'Intelligent discontent is the mainspring of civilization.' -- Eugene V. Debs

Tuesday, May 17, 2005

The Newsweek Retraction 

For what it's worth, here are the original stories that made the Koran desecration allegation credible in the first place. The first three appeared in the British press, the last in the Post; all are based on first hand accounts from freed former prisoners at Camp X-Ray.

From the Mirror:

"Recreation meant your legs were untied and you walked up and down a strip of gravel. In Camp X-Ray you only got five minutes but in Delta you walked for around 15 minutes."

Jamal [al-Harith] said victims of the Extreme Reaction Force were paraded in front of cells. "It was a horrible sight and it was a frequent sight."

He said one unit used force-feeding to end a hunger strike by 70 per cent of the 600 inmates. The strike started after a guard deliberately kicked a copy of the Koran.

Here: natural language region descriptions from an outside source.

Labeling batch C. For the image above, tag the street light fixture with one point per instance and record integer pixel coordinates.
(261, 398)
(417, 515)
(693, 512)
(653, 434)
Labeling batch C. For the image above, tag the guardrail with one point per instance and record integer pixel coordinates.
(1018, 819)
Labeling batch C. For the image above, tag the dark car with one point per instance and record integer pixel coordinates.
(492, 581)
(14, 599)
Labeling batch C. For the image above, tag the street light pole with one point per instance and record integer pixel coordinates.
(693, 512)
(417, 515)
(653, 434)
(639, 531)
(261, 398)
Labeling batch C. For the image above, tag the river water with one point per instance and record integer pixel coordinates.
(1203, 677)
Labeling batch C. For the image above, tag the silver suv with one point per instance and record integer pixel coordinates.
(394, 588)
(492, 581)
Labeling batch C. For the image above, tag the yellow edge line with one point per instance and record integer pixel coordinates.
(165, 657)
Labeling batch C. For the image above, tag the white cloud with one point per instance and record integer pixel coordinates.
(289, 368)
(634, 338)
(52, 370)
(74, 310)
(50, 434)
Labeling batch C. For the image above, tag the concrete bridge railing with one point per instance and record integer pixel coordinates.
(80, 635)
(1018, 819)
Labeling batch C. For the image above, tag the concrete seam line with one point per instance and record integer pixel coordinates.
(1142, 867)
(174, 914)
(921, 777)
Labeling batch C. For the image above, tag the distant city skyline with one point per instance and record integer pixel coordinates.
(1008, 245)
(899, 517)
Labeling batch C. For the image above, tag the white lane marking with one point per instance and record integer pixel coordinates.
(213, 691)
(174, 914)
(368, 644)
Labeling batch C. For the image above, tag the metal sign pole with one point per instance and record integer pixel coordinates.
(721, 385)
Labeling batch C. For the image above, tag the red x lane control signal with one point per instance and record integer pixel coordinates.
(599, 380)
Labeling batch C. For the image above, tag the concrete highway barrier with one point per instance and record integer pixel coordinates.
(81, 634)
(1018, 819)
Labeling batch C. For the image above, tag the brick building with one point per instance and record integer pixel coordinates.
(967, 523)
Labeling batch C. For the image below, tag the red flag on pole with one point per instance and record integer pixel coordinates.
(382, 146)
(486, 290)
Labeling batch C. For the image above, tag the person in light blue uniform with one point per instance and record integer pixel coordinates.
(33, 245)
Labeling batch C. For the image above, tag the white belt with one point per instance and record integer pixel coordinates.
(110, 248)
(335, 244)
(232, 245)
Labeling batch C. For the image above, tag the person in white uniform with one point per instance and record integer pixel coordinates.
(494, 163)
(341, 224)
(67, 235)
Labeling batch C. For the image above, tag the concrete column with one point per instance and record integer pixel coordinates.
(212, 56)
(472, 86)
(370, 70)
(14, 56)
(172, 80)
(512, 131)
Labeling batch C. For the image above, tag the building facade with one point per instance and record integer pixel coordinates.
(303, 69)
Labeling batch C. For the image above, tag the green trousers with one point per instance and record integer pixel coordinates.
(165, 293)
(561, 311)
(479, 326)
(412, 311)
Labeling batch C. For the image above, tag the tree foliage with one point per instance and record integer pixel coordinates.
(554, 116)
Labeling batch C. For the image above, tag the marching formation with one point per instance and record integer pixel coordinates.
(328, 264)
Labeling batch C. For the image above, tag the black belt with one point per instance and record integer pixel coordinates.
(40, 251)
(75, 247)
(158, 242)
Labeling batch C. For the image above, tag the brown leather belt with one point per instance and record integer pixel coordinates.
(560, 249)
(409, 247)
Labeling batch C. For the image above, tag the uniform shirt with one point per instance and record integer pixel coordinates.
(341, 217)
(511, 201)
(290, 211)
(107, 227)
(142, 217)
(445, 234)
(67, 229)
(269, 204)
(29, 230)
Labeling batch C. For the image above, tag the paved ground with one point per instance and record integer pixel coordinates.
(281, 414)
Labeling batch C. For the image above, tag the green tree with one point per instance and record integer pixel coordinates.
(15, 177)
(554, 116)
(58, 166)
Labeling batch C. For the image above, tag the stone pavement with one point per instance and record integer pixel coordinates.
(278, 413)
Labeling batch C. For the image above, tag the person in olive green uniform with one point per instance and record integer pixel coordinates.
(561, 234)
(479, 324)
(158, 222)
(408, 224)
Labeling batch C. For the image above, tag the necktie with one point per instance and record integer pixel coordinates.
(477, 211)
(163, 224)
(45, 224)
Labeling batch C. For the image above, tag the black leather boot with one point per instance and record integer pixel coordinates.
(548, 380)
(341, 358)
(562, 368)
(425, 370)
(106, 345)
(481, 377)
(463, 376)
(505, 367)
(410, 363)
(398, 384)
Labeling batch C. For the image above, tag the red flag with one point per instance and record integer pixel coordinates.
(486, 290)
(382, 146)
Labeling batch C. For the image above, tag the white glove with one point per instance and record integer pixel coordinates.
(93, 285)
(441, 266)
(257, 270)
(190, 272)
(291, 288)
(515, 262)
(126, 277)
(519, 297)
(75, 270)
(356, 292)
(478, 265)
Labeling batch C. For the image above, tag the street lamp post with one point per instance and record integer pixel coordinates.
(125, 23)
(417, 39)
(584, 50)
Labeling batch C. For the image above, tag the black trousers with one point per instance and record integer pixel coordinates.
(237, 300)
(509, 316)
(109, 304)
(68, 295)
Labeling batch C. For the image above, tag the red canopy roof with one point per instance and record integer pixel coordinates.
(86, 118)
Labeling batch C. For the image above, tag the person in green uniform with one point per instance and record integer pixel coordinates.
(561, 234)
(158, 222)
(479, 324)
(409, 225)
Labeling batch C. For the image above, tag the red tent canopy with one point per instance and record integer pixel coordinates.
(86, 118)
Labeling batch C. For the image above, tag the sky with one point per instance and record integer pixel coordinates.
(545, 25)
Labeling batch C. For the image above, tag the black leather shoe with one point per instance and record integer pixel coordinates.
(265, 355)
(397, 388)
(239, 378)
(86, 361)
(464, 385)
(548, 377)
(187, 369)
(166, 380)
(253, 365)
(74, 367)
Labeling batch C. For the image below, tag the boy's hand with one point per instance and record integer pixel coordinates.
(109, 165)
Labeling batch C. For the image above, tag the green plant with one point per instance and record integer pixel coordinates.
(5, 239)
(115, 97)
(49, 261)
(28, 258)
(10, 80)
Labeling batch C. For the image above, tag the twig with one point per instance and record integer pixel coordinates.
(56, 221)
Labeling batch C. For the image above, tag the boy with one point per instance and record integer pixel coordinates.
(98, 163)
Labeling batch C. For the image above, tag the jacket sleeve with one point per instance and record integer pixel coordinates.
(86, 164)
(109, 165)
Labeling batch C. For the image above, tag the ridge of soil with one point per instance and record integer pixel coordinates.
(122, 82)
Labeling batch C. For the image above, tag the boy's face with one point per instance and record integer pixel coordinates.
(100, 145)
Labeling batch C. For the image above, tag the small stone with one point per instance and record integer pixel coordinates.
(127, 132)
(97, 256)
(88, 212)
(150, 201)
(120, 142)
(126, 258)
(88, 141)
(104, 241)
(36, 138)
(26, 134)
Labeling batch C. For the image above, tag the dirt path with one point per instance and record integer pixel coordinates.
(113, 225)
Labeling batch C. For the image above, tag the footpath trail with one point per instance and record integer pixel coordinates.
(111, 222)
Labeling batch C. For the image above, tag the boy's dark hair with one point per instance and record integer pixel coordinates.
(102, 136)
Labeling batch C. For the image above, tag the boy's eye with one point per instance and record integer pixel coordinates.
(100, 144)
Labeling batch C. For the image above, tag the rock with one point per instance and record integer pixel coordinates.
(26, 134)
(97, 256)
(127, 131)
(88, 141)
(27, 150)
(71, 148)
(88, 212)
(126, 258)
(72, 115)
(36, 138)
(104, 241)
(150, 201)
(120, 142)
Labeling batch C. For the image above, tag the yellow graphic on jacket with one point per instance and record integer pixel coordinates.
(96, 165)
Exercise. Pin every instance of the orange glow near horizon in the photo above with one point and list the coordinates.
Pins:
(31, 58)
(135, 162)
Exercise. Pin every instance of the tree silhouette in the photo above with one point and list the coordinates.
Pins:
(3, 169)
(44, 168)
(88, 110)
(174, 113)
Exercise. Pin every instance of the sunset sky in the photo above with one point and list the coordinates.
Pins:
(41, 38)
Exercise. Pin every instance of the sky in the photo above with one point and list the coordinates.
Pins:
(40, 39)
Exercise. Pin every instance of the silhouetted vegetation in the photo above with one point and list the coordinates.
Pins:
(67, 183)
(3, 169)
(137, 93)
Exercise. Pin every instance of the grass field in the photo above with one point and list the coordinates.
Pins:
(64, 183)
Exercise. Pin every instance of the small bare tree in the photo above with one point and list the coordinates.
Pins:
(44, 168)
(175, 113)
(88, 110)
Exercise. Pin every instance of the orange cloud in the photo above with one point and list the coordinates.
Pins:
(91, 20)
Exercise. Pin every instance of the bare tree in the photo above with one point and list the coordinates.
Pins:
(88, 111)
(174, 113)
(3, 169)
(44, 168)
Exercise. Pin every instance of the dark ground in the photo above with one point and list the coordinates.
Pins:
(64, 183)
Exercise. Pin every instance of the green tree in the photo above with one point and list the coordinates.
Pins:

From the Independent, picking up the Mirror's story, citing the same source:

Camp X-Ray Regime

The regime, as Mr [Jamal] Harith describes it:

o Prisoners were shackled for up to 15 hours at a time in hand and leg cuffs with links that cut into the skin

o They were kept in wire cages that were open to the elements, as well as rats, snakes and scorpions

o Psychological torture included being denied water before prayers, meaning Muslims could not wash according to their religion, and depriving one inmate of food, while the others on a block ate

o Force feeding was used to end a hunger strike by 70 per cent of the 600 inmates, which started after a guard kicked a copy of the Koran

o When carrying out an amputation, US medical staff often removed more of a limb than was necessary

o Prisoners were left malnourished by a diet of porridge and fruit. Some food was 10 years out of date

From the Observer -- probably this or the item from the Post below is the source of the Newsweek's story:

As Muslims, they were shocked when in repeated 'shakedown' searches of the sleeping tents, copies of the Koran would be trampled on by soldiers and, on one occasion, thrown into a toilet bucket. Throughout their stay at Kandahar the guards carried out head-counts every hour at night to keep the prisoners awake.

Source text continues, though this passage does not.